Introduction
Metacognition can be defined as the process of comprehending and understanding a person’s own thinking and learning. It involves knowing when the person knows something, knowing when they don’t know something, and knowing what to do when they don’t know. In simpler words, it involves monitoring oneself and correcting their own learning processes.
The simplest way to understand the idea behind metacognition is through the use of an example. Let’s say a student has 10 subjects to learn. The student actively engages in the act of metacognition when they realize that they are finding subject A objectively more difficult to learn than subject B. Another example is when they realize that their approach to solving a certain problem is not working, and they might need to try a different approach.
Why is Metacognition Important in the Classroom?

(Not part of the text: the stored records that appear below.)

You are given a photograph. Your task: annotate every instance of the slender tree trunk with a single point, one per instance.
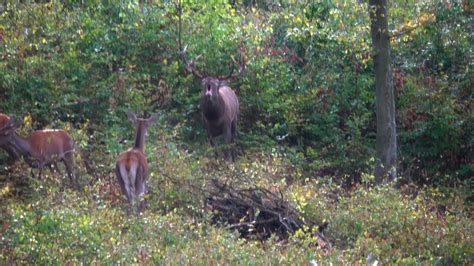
(386, 143)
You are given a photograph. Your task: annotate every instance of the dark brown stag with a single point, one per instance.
(41, 148)
(219, 104)
(132, 166)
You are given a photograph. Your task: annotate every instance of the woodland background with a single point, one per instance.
(307, 129)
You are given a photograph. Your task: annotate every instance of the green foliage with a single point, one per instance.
(307, 126)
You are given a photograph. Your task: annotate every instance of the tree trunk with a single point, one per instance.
(386, 143)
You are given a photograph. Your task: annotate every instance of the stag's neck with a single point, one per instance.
(21, 145)
(213, 110)
(140, 139)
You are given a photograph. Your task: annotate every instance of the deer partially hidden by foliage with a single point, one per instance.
(132, 166)
(41, 148)
(12, 156)
(219, 103)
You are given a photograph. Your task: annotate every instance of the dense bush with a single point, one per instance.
(307, 127)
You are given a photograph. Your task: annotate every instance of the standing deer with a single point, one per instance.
(41, 148)
(219, 104)
(132, 166)
(12, 154)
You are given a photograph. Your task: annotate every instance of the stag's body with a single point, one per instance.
(11, 152)
(132, 166)
(41, 148)
(220, 111)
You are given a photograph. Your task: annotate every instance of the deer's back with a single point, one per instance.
(50, 142)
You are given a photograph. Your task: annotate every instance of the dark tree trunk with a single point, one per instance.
(386, 144)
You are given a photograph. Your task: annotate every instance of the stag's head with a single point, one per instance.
(212, 83)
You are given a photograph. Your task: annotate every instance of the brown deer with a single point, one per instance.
(132, 166)
(12, 155)
(41, 148)
(219, 104)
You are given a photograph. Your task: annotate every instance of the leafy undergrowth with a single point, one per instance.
(47, 225)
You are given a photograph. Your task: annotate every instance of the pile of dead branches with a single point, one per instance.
(256, 212)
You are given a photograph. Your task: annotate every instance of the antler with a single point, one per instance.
(191, 66)
(241, 65)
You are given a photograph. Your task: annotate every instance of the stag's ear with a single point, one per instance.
(17, 123)
(131, 116)
(152, 119)
(11, 126)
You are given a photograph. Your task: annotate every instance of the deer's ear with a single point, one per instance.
(11, 126)
(131, 116)
(152, 119)
(17, 123)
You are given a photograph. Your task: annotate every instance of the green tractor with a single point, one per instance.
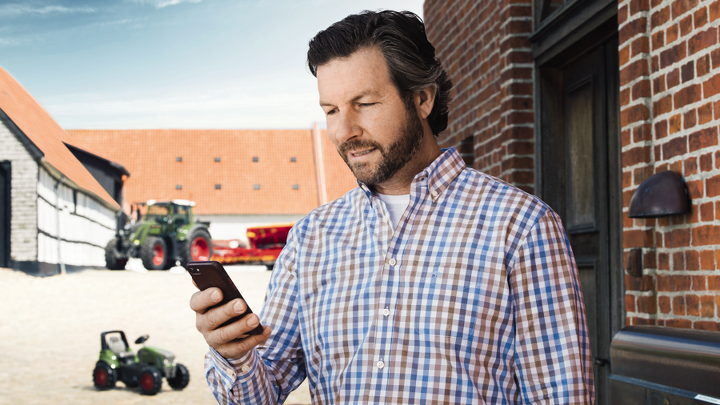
(167, 234)
(145, 369)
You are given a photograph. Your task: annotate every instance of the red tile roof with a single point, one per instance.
(150, 156)
(46, 134)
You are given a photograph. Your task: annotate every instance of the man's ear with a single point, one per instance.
(425, 100)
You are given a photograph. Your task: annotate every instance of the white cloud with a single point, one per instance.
(10, 10)
(163, 3)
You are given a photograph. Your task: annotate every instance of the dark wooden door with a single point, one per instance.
(4, 214)
(579, 159)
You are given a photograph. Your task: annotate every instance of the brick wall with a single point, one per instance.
(670, 104)
(23, 195)
(485, 43)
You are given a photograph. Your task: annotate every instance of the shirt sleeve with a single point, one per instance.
(269, 373)
(552, 347)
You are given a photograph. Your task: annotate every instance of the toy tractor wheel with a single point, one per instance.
(104, 377)
(114, 260)
(154, 253)
(150, 380)
(181, 379)
(198, 247)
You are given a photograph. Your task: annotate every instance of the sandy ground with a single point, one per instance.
(50, 332)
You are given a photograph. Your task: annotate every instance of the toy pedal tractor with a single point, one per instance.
(145, 369)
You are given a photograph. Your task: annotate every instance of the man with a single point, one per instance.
(430, 283)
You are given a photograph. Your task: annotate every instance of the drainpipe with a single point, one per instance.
(57, 210)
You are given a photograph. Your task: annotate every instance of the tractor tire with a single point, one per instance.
(114, 260)
(104, 377)
(150, 380)
(154, 253)
(181, 379)
(197, 247)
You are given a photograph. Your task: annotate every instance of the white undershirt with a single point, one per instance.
(396, 205)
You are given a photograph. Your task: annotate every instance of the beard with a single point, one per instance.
(393, 157)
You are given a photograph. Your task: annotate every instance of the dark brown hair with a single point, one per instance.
(401, 38)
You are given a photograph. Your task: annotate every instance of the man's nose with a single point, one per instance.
(347, 127)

Students that receive instruction on metacognition develop skills that will make them successful in their professional and academic careers. The more a student is able to understand how they learn, remember, and process information, the more information they will be able to ultimately retain. This ability is linked to developing better memory skills, which are used to foretell future academic progress.

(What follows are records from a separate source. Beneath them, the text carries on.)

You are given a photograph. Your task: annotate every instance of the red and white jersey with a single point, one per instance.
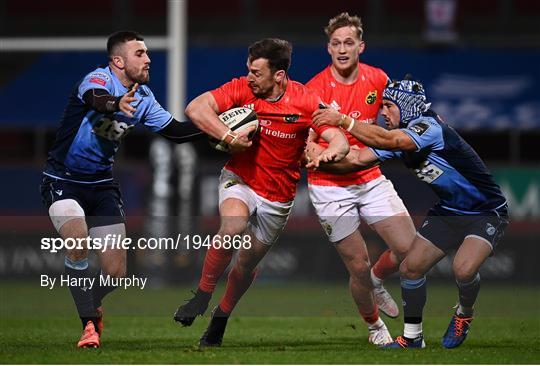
(360, 100)
(271, 166)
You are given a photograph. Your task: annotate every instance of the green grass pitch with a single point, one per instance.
(274, 324)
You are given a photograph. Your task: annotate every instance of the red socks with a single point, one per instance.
(215, 263)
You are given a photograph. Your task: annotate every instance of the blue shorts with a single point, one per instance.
(447, 230)
(102, 202)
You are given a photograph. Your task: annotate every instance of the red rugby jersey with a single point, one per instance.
(271, 166)
(360, 100)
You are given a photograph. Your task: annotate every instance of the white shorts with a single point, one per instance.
(340, 208)
(267, 218)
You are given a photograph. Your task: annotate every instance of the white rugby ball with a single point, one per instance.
(238, 120)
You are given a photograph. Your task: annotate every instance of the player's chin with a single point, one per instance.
(143, 78)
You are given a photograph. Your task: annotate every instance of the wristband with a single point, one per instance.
(342, 120)
(351, 125)
(231, 135)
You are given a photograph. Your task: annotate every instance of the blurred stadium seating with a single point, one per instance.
(486, 83)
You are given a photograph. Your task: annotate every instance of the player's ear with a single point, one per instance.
(362, 47)
(118, 61)
(279, 76)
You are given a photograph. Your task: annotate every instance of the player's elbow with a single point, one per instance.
(193, 110)
(389, 143)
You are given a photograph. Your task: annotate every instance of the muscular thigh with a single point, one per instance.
(337, 210)
(420, 258)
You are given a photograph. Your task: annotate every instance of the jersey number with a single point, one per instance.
(111, 129)
(428, 172)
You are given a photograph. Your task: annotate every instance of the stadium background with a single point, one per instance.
(478, 59)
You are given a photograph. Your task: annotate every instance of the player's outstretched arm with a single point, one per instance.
(203, 111)
(338, 146)
(180, 132)
(371, 135)
(101, 101)
(357, 159)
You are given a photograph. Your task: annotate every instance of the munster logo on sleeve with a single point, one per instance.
(291, 118)
(371, 97)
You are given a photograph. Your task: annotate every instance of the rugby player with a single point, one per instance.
(354, 89)
(470, 217)
(257, 186)
(78, 188)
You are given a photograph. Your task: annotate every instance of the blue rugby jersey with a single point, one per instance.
(87, 140)
(449, 165)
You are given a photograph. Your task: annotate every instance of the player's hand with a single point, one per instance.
(241, 141)
(125, 102)
(326, 156)
(327, 116)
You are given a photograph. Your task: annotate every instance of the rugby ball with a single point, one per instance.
(238, 120)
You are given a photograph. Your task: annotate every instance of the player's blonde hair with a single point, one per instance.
(344, 20)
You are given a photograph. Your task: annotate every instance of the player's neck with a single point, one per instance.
(347, 76)
(278, 91)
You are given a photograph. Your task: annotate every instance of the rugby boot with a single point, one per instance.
(402, 342)
(99, 322)
(213, 336)
(379, 336)
(457, 331)
(193, 307)
(90, 337)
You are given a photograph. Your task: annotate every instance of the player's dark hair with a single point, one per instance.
(117, 38)
(344, 20)
(276, 51)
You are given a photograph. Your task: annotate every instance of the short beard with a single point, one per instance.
(139, 79)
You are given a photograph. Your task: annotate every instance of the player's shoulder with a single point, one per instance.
(424, 124)
(323, 76)
(240, 81)
(373, 72)
(100, 73)
(145, 90)
(300, 89)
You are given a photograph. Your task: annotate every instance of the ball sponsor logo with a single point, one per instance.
(371, 97)
(355, 114)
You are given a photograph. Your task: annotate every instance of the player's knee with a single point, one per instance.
(400, 252)
(464, 272)
(232, 227)
(408, 271)
(116, 271)
(359, 269)
(245, 265)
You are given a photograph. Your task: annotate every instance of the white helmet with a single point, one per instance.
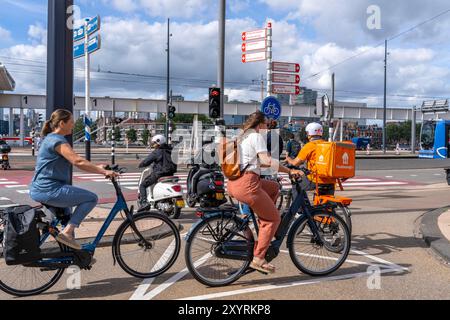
(159, 140)
(314, 129)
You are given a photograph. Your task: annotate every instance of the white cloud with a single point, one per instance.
(137, 46)
(5, 35)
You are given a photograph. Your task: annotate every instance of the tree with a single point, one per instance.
(145, 137)
(117, 134)
(132, 135)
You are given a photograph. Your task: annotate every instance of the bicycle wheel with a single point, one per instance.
(147, 261)
(208, 240)
(345, 213)
(21, 281)
(323, 253)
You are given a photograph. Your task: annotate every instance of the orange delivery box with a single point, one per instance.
(336, 160)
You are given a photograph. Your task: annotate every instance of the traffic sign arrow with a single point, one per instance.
(253, 57)
(286, 78)
(254, 35)
(286, 67)
(252, 46)
(283, 89)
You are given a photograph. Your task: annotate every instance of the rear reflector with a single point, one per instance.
(176, 188)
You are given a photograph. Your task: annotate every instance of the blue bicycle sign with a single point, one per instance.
(271, 108)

Students who are able to understand how they learn are able to create situations that promote learning. For example, learners may know that they need to study at a certain time of day in a quiet room with notecards in a class that needs a lot of memorization. Consequently, they may also know that writing requires a completely different set of settings or time allotment altogether.
Even though there is a lot to teach within the course of a day, allotting time for self-reflection on the learning process helps students better understand their own learning processes. This, in turn, gives them the skills to study and complete coursework even more efficiently and successfully.
7 Ways to Achieve Metacognition
Teach Them the Growth Mindset
The beliefs that students bring with them when they learn will affect their performance immensely. Research shows that when students are raised with a growth mindset instead of a fixed mindset, there is a greater chance for them to engage in reflective thinking about how they learn and grow. Teaching kids about the science of metacognition can be an empowering tool, helping students to understand how they can literally grow their own brains.
Practice Partaking in Discussions to Understand What is Confusing
Being confused and identifying that one is confused is an important part of developing self-awareness. Allow students some time at the end of a relatively difficult class to ask what they found most confusing about the material they had discussed. This jolts the metacognitive processing involved and also creates a classroom culture where it is normal for confusion to exist as an integral part of learning.
Offer Opportunities to Reflect on Coursework
Higher-order thinking skills are brought about when students are able to recognize their own cognitive growth. Questions that aid this process need to be asked. For example, the question might be about whether or not their thinking about greenhouse gases had changed after taking a course on climate change?
Prompt Students to Maintain a Journal
One way to help students keep track of their own thought processes is through the use of personal journals. Assign questions every week that will help students reflect on how they learned something instead of how they did so. Questions can be like what they found easiest to learn that week, why they found it difficult, what was most challenging, what strategies they used, which strategies worked, why they worked, and so on.
Ask Them to Note Down Summaries
A short intervention that surrounds the activity and is integrated into a metacognitive practice can be conducted. Before conducting a lecture, for example, provide them with a few tips about active listening after which the students can be asked to write three key ideas from it. Then, share with them what you believe were the three key ideas and ask students to self-check how closely theirs matched your intended goals. When used often, this activity increases interest in intended learning as well as improves metacognitive monitoring skills.
Consider Essay vs. MCQ Tests
Research has shown that students use lower-level thinking skills when it comes to preparing for multiple-choice exams, while they use higher-level metacognitive skills when preparing for descriptive exams. While it is less time-consuming to grade MCQ tests, even the mere act of adding a few short essay questions can improve the way students reflect on their learning to prepare for test-taking.
Promote Reflexive Thinking
Reflexivity can be defined as the metacognitive process of being aware of one’s biases and prejudices that get in the way of healthy development. Teachers are the only ones who can create a classroom culture meant for deeper learning and reflexivity by the process of promoting active dialogue which challenges human and societal biases. When students engage in conversations or write essays on moral dilemmas and biases related to wealth, racism, poverty, justice, liberty, etc., they get a knack for thinking about their own thinking. It is through such issues start to challenge their own biases and become more flexible and adaptive thinkers.
Conclusion
Metacognition can hence be seen as a productive tool in helping students understand their lessons and reflect on them as a means of improving their skills and overall learning efficiency. There is a lot of research to be done in this field but implementing this as such as also not a bad idea.